The sky’s the limit for new manager Steve Bruce
Jun 4 2009 by Luke Edwards, The Journal
Steve Bruce is from the wrong side of the North East’s tribal divide, but his appointment as Sunderland manager still felt like a homecoming. Chief Sports Writer Luke Edwards reports
IT has taken Steve Bruce 31 years and 1,222 games as a player and a manager to come home, and nobody is going to ruin his excitement by moaning about where that home once lay.
As a self-confessed Magpie, Bruce used to surreptitiously crawl under the turnstile at St James’s Park to watch his team play, but on this occasion he knew it would be futile to hide from anything.

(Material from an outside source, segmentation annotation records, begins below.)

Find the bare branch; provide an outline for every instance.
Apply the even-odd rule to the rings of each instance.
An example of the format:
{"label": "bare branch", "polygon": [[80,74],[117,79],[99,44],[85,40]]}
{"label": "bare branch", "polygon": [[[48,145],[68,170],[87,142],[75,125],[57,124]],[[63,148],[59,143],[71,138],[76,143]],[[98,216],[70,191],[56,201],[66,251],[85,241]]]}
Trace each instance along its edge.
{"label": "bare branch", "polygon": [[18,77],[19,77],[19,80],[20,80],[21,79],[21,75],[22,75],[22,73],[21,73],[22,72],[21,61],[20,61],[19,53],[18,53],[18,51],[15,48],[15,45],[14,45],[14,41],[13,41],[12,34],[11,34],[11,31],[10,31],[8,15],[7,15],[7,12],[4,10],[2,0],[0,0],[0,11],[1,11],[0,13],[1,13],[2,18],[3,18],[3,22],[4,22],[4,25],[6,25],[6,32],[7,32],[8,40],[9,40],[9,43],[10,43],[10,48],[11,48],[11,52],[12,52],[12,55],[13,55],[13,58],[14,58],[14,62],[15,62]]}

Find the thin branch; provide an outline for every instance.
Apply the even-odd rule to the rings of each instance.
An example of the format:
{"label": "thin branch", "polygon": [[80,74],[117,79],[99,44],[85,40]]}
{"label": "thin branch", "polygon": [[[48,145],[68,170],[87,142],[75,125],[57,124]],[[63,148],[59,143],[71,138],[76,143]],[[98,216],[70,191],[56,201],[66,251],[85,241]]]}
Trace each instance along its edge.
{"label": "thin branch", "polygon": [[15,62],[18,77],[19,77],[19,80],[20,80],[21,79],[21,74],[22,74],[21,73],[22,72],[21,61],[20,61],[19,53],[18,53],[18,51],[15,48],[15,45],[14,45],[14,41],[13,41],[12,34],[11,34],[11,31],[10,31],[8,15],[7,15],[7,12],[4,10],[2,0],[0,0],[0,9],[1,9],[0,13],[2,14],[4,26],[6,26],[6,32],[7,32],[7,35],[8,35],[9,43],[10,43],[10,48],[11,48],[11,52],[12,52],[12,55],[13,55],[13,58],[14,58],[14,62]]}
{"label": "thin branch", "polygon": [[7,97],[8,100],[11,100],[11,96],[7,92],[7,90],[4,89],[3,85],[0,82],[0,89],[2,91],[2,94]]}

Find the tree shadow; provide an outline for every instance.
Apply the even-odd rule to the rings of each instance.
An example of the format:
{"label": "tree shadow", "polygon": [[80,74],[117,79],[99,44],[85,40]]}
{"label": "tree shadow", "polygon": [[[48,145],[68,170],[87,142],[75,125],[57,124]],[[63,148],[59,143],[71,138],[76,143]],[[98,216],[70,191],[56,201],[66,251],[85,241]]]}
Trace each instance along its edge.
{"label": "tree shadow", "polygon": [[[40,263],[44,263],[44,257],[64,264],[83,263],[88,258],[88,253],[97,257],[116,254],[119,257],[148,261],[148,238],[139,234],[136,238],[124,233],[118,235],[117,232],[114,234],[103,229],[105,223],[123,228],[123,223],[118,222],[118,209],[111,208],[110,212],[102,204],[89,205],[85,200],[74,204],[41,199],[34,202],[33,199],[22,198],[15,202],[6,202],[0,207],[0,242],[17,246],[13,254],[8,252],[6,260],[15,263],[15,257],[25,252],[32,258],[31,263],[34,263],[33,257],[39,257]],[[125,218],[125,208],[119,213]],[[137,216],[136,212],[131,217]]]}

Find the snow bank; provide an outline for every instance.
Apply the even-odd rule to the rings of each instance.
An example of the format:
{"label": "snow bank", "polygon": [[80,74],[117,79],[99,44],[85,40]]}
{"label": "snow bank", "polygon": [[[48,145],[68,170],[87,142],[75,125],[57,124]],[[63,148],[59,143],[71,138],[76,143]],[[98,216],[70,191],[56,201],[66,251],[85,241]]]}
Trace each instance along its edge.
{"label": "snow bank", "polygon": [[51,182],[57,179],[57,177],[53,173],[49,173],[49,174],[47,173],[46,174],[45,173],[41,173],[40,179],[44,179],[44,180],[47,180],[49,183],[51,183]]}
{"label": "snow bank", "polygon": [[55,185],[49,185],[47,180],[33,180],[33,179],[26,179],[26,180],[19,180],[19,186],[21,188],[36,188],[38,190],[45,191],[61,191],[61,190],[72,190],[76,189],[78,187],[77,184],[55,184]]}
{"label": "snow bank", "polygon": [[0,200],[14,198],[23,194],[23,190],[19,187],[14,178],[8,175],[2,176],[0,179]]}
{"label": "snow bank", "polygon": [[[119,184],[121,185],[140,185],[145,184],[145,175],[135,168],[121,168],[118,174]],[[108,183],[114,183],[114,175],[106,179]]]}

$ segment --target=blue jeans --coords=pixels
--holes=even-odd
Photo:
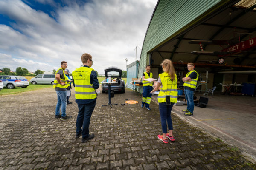
[[[161,117],[161,124],[162,130],[164,133],[167,133],[167,126],[166,121],[168,125],[168,129],[172,130],[172,121],[171,117],[171,112],[174,103],[171,103],[171,105],[166,105],[166,102],[159,103],[159,112]]]
[[[143,87],[143,90],[142,91],[142,97],[143,97],[143,101],[141,103],[143,105],[145,104],[145,107],[146,108],[148,108],[149,107],[149,103],[150,103],[150,102],[151,101],[151,97],[152,97],[152,94],[150,93],[150,92],[152,91],[153,90],[153,87],[148,85],[146,86],[144,86]],[[145,101],[145,102],[143,101],[143,98],[144,97],[145,101],[147,101],[148,103]],[[144,99],[145,99],[144,98]]]
[[[76,118],[76,134],[82,134],[83,138],[89,136],[89,126],[96,100],[88,104],[78,104],[78,114]],[[82,130],[82,127],[83,130]]]
[[[185,97],[187,101],[187,109],[193,113],[194,111],[194,91],[185,89]]]
[[[61,116],[66,116],[66,106],[67,106],[67,91],[56,91],[58,97],[58,102],[55,110],[55,115],[60,114],[60,108],[61,105]]]

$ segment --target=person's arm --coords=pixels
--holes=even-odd
[[[74,81],[73,79],[72,80],[73,80],[72,83],[73,83],[73,86],[74,86],[74,87],[75,87],[75,81]]]
[[[144,80],[144,79],[145,79],[145,74],[143,73],[142,74],[142,79]]]
[[[182,78],[182,81],[183,82],[190,82],[191,81],[191,78],[189,76],[187,77],[183,77]]]
[[[58,82],[59,83],[59,84],[62,85],[66,85],[66,84],[65,84],[65,83],[64,82],[61,82],[60,76],[61,76],[61,75],[60,74],[59,74],[58,73],[56,74],[56,76],[55,76],[55,78],[56,78],[56,80],[57,80]]]
[[[98,89],[99,87],[99,83],[97,78],[97,73],[94,70],[93,70],[90,75],[90,83],[93,85],[93,88],[95,90]]]
[[[154,89],[153,89],[153,90],[150,92],[150,93],[153,93],[155,91],[157,91],[158,90],[158,88],[159,88],[159,87],[160,87],[160,85],[161,85],[161,84],[160,84],[158,82],[157,82],[157,83],[156,85],[155,86],[154,88]]]

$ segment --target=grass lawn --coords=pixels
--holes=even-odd
[[[4,88],[0,91],[0,96],[6,94],[15,94],[24,91],[31,91],[44,88],[52,88],[52,85],[29,85],[27,88],[17,88],[12,89]]]
[[[32,78],[34,77],[33,76],[25,76],[25,77],[29,80],[29,81]],[[105,77],[98,77],[99,82],[100,83],[105,79]],[[125,83],[126,83],[126,78],[122,78],[122,79],[125,80]],[[4,88],[3,89],[0,91],[0,96],[7,94],[15,94],[24,91],[31,91],[44,88],[52,88],[52,85],[40,84],[32,85],[29,83],[29,85],[26,88],[17,88],[12,89]]]

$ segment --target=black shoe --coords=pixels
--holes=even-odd
[[[61,115],[59,114],[58,115],[55,115],[55,119],[60,119],[61,117]]]
[[[80,137],[80,136],[81,136],[81,135],[82,134],[82,133],[80,133],[79,134],[76,134],[76,138],[78,138],[79,137]]]
[[[86,142],[89,140],[92,139],[94,138],[94,134],[93,133],[91,135],[89,135],[89,136],[87,138],[82,138],[82,143]]]
[[[67,116],[67,115],[66,115],[65,116],[65,117],[63,117],[61,116],[61,120],[67,120],[67,119],[70,119],[71,117],[72,117],[72,116]]]

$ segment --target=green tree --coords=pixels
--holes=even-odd
[[[126,77],[127,74],[127,71],[122,70],[122,77],[125,78]]]
[[[4,67],[2,70],[3,70],[3,71],[5,75],[9,75],[10,73],[11,73],[11,69],[9,68]]]
[[[35,71],[35,75],[37,76],[39,74],[42,74],[44,73],[44,71],[43,70],[40,70],[37,69],[36,70],[36,71]]]
[[[17,67],[15,72],[18,76],[25,76],[29,73],[29,71],[26,68],[21,67]]]

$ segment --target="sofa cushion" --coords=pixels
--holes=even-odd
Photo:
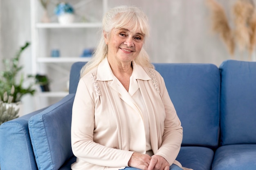
[[[256,144],[256,62],[228,60],[221,74],[221,144]]]
[[[182,166],[196,170],[211,170],[214,153],[204,147],[182,146],[176,159]]]
[[[255,170],[256,144],[227,145],[218,148],[213,170]]]
[[[216,147],[220,72],[211,64],[155,63],[183,127],[182,146]]]
[[[5,122],[0,126],[1,169],[16,170],[18,167],[22,167],[24,170],[37,169],[29,133],[28,121],[31,116],[43,109]]]
[[[70,131],[74,94],[31,117],[29,129],[39,170],[58,170],[73,156]]]

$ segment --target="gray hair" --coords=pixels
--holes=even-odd
[[[92,59],[81,70],[81,77],[97,66],[108,55],[108,46],[104,41],[103,31],[108,35],[113,28],[128,28],[126,27],[132,25],[134,30],[139,29],[144,35],[144,39],[149,35],[148,18],[141,10],[135,7],[120,6],[112,9],[103,16],[102,24],[101,35],[98,46]],[[142,67],[153,68],[144,46],[135,61]]]

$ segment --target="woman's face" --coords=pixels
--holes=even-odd
[[[104,33],[105,42],[108,46],[108,59],[117,62],[129,63],[138,56],[144,41],[144,35],[139,30],[114,28],[107,35]]]

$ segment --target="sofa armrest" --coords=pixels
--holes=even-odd
[[[73,155],[71,128],[75,94],[31,117],[29,129],[39,169],[58,170]]]
[[[0,126],[0,165],[2,170],[37,170],[29,133],[29,118],[45,109],[5,122]]]

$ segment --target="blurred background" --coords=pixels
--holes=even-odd
[[[47,31],[39,29],[37,33],[40,35],[35,38],[32,30],[34,28],[33,24],[43,22],[44,10],[40,0],[34,0],[35,2],[31,3],[30,0],[0,0],[0,60],[13,57],[21,46],[26,41],[29,42],[31,46],[24,51],[20,59],[20,64],[24,66],[22,72],[25,74],[35,74],[38,73],[35,72],[42,69],[43,73],[52,80],[51,90],[57,90],[60,87],[65,90],[64,89],[68,88],[68,80],[65,80],[61,85],[54,85],[54,80],[64,76],[58,74],[52,67],[38,67],[36,71],[33,68],[34,65],[37,64],[32,59],[34,57],[33,55],[35,55],[33,48],[35,39],[38,46],[43,47],[36,51],[38,56],[50,56],[52,50],[58,49],[60,57],[79,57],[85,49],[95,47],[98,39],[99,28],[74,27],[63,28],[57,26],[57,28],[45,29]],[[241,1],[250,3],[254,10],[256,0]],[[218,67],[227,59],[256,61],[254,48],[249,52],[243,44],[238,46],[239,43],[236,43],[236,41],[239,39],[236,39],[235,37],[234,44],[231,47],[229,44],[229,46],[227,43],[231,39],[228,39],[227,36],[230,35],[221,33],[221,29],[216,27],[213,30],[213,25],[216,21],[214,17],[223,17],[223,15],[220,14],[222,13],[226,17],[228,26],[223,29],[227,29],[228,32],[229,30],[229,33],[236,31],[237,16],[234,13],[234,6],[238,1],[214,1],[209,4],[206,0],[49,0],[47,11],[49,23],[58,23],[58,16],[54,13],[56,5],[61,2],[68,2],[74,9],[74,23],[94,23],[101,22],[104,10],[117,6],[127,5],[141,8],[149,19],[151,36],[148,39],[146,49],[154,63],[211,63]],[[31,6],[31,4],[34,6]],[[216,14],[216,11],[219,13]],[[248,15],[252,16],[253,13]],[[225,17],[222,19],[225,20]],[[241,22],[244,21],[247,22]],[[67,70],[62,72],[67,76],[71,64],[58,63]],[[0,70],[3,69],[3,64],[0,62]],[[22,99],[23,111],[27,113],[42,107],[43,106],[38,106],[38,102],[43,101],[47,105],[61,97],[45,98],[47,98],[41,99],[37,102],[38,99],[36,95],[25,96]]]

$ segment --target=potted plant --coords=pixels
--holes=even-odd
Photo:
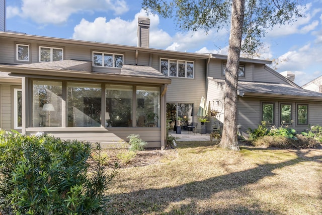
[[[199,122],[201,122],[202,125],[204,124],[205,122],[210,122],[210,121],[207,118],[199,117],[198,118],[198,120],[199,121]]]
[[[218,111],[218,110],[212,109],[210,111],[210,114],[211,114],[211,116],[212,116],[217,117],[218,113],[219,113],[219,112]]]

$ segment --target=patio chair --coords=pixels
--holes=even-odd
[[[197,122],[192,122],[191,124],[187,126],[188,129],[188,133],[189,133],[189,131],[192,131],[193,133],[196,133],[196,129],[197,128],[197,125],[198,123]],[[193,132],[193,129],[195,129],[195,132]]]

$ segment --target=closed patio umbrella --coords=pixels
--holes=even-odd
[[[208,116],[208,111],[207,109],[207,105],[206,104],[206,100],[205,99],[205,97],[204,97],[203,96],[201,97],[201,101],[200,102],[199,109],[198,110],[198,113],[197,114],[197,115],[201,116],[203,118],[205,116]],[[203,132],[204,124],[204,123],[201,123],[201,125],[202,125],[202,133],[205,133]]]
[[[207,111],[207,105],[206,104],[206,100],[203,96],[201,97],[201,101],[200,102],[200,105],[199,105],[199,109],[198,110],[198,113],[197,115],[204,117],[205,116],[208,116],[208,111]]]

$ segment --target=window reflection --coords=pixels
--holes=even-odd
[[[101,126],[101,85],[68,83],[67,90],[67,126]]]

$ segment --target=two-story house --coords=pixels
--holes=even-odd
[[[167,124],[178,117],[183,126],[198,122],[202,96],[209,113],[218,111],[209,115],[205,130],[224,123],[227,56],[150,48],[148,19],[139,19],[137,47],[29,35],[5,26],[5,21],[0,25],[2,129],[103,145],[136,133],[148,147],[162,148]],[[240,59],[240,134],[262,120],[298,131],[320,124],[322,94],[301,88],[266,65],[270,63]]]

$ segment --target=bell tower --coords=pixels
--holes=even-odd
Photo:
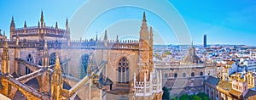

He is a Geordie from Corbridge who grew up supporting Newcastle United with the same intensity and dedication as any football-mad teenager born and bred on the banks of the Tyne.
Yet, that was then and this is now.
Three decades later, after a successful playing career which took him from Gillingham to Norwich and from Manchester United to Birmingham City, Bruce has returned to his roots as the manager of their bitter rivals in red and white stripes.
It is, even after so many years away, a move which could inflame tribal tension. It is a move which will inevitably be seen as controversial by those blinded by parochial concern. It is a move, though, which Bruce could never allow himself to turn down.